References and Suggested Reading

Caulin, Aleah F., and Carlo C. Maley. "Peto's Paradox: evolution's prescription for cancer prevention." Trends in ecology & evolution 26.4 (2011): 175-182.

Conboy, Irina M., et al. "Rejuvenation of aged progenitor cells by exposure to a young systemic environment." Nature 433.7027 (2005): 760-764.

Goldsmith, Theodore C. The Evolution of Aging: How new theories will change the future of medicine.

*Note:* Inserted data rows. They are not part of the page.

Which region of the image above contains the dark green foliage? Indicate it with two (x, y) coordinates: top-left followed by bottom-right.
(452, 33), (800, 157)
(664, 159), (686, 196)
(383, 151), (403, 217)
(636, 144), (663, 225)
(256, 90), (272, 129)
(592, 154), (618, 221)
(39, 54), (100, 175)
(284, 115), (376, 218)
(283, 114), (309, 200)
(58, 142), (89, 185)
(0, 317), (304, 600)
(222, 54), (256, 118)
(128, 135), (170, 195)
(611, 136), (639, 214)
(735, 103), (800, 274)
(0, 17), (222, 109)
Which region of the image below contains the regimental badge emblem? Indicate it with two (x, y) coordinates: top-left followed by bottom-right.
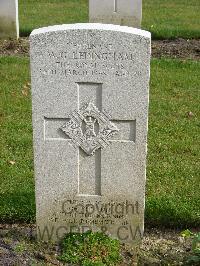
(61, 102), (119, 155)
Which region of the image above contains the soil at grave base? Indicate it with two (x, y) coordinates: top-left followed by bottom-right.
(0, 224), (198, 266)
(0, 38), (200, 60)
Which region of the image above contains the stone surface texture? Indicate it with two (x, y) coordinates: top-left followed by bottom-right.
(89, 0), (142, 28)
(0, 0), (19, 39)
(30, 24), (151, 243)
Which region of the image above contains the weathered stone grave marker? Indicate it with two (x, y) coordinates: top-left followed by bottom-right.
(89, 0), (142, 28)
(0, 0), (19, 38)
(30, 24), (150, 243)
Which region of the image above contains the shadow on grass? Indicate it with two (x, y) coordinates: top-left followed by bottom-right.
(145, 197), (200, 229)
(0, 192), (36, 223)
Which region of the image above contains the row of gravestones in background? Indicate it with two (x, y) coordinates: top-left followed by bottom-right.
(0, 0), (142, 38)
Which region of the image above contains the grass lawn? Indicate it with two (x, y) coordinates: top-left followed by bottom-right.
(19, 0), (200, 39)
(0, 57), (200, 227)
(142, 0), (200, 39)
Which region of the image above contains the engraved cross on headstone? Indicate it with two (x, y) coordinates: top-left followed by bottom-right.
(114, 0), (118, 12)
(45, 83), (136, 196)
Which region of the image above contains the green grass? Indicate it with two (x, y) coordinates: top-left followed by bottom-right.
(142, 0), (200, 39)
(19, 0), (200, 39)
(59, 231), (122, 266)
(0, 57), (35, 222)
(19, 0), (88, 36)
(0, 57), (200, 227)
(146, 59), (200, 227)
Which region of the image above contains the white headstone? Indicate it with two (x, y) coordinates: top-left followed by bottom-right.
(30, 24), (150, 243)
(0, 0), (19, 38)
(89, 0), (142, 28)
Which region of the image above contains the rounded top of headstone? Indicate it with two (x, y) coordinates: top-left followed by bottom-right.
(30, 23), (151, 38)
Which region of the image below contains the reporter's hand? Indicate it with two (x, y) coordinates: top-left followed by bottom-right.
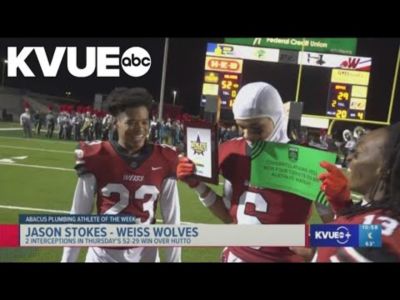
(176, 156), (200, 188)
(318, 161), (352, 213)
(289, 246), (315, 262)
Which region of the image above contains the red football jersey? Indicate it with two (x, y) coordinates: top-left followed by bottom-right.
(75, 141), (178, 224)
(313, 209), (400, 262)
(219, 138), (312, 262)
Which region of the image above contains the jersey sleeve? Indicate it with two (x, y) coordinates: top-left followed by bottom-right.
(74, 141), (102, 176)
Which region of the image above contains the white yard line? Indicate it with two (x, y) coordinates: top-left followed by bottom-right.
(0, 162), (75, 172)
(0, 205), (69, 214)
(0, 145), (74, 154)
(0, 205), (197, 224)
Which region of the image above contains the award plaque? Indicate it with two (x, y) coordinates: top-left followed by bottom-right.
(185, 121), (218, 184)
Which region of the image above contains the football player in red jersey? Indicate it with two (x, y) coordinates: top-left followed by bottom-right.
(313, 123), (400, 262)
(177, 82), (331, 262)
(62, 88), (181, 262)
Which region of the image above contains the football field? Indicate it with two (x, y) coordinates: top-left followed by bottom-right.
(0, 123), (320, 262)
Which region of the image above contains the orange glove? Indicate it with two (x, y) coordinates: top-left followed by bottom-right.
(176, 156), (200, 188)
(318, 161), (352, 213)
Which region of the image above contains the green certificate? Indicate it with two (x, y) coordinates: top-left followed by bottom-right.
(250, 141), (336, 205)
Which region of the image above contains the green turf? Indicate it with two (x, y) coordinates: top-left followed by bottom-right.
(0, 130), (320, 262)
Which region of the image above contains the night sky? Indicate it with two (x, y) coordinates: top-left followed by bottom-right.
(0, 37), (400, 121)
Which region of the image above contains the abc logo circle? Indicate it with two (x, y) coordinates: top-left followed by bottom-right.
(121, 47), (151, 77)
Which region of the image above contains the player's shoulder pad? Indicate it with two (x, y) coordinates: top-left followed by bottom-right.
(154, 144), (179, 161)
(218, 137), (246, 162)
(75, 141), (104, 160)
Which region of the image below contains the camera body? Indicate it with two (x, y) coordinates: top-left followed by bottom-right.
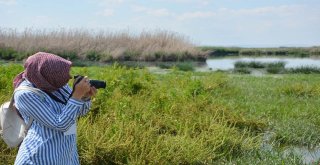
(73, 75), (107, 89)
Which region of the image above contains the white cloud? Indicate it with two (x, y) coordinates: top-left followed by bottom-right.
(132, 6), (172, 17)
(155, 0), (211, 6)
(98, 9), (114, 17)
(89, 0), (124, 6)
(0, 0), (17, 6)
(177, 11), (216, 21)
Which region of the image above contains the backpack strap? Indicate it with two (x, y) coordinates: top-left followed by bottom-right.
(9, 86), (44, 133)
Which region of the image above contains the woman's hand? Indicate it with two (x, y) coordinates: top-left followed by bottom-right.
(82, 86), (97, 100)
(71, 77), (90, 100)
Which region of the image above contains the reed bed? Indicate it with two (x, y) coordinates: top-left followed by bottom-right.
(0, 28), (206, 62)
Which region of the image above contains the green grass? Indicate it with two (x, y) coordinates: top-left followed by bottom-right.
(0, 64), (320, 164)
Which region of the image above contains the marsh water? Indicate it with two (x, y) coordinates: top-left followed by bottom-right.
(203, 57), (320, 70)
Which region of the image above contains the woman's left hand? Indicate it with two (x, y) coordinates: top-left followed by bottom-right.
(84, 86), (97, 98)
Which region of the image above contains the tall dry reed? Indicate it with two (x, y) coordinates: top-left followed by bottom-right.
(0, 28), (205, 61)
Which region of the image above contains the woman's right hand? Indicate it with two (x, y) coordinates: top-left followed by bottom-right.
(71, 76), (90, 100)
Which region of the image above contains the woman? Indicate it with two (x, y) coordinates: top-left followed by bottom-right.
(14, 52), (96, 165)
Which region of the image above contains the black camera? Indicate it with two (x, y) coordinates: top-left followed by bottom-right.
(73, 75), (107, 89)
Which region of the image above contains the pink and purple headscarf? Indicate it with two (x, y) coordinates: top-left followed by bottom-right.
(13, 52), (72, 92)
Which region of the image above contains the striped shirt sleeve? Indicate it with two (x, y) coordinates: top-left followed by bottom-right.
(15, 91), (84, 132)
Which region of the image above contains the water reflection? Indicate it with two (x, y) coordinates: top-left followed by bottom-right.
(206, 57), (320, 70)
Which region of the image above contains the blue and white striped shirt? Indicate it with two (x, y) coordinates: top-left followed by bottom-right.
(14, 80), (91, 165)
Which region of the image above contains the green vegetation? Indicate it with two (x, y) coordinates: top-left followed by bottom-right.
(0, 28), (207, 62)
(0, 64), (320, 164)
(198, 46), (320, 57)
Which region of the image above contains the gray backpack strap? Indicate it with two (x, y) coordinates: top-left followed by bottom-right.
(9, 86), (44, 133)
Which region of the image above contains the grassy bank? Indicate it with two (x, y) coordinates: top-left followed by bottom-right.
(0, 65), (320, 164)
(0, 28), (206, 62)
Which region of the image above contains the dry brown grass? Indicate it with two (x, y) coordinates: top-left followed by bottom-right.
(0, 28), (206, 61)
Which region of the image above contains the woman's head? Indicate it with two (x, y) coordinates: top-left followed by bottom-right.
(14, 52), (72, 92)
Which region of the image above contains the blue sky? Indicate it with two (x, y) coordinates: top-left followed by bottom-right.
(0, 0), (320, 47)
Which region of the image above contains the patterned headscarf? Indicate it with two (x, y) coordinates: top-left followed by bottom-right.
(13, 52), (72, 92)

Azinet, 2006.

Goldsmith, Theodore C. "On the programmed/non-programmed aging controversy." Biochemistry (Moscow) 77.7 (2012): 729-732.

Eggel, Alexander, and Tony Wyss-Coray. "A revival of parabiosis in biomedical research." Swiss medical weekly 5 (2014).

Jaijyan, Dabbu Kumar, et al. "New intranasal and injectable gene therapy for healthy life extension." Proceedings of the National Academy of Sciences 119.20 (2022): e2121499119.

Katzourakis, Aris, et al. "Larger mammalian body size leads to lower retroviral activity." PLoS pathogens 10.7 (2014): e1004214.

Kenyon, Cynthia, et al. "A C. elegans mutant that lives twice as long as wild type." Nature 366.6454 (1993): 461-464.

Seim, Inge, et al. "The transcriptome of the bowhead whale Balaena mysticetus reveals adaptations of the longest-lived mammal." Aging (Albany NY) 6.10 (2014): 879.

Shmookler Reis RJ, Bharill P, Tazearslan C, Ayyadevara S. Extreme-longevity mutations orchestrate silencing of multiple signaling pathways. Biochim Biophys Acta. 2009 Oct;1790(10):1075-83. doi: 10.1016/j.bbagen.2009.05.011. Epub 2009 May 22. PMID: 19465083; PMCID: PMC2885961.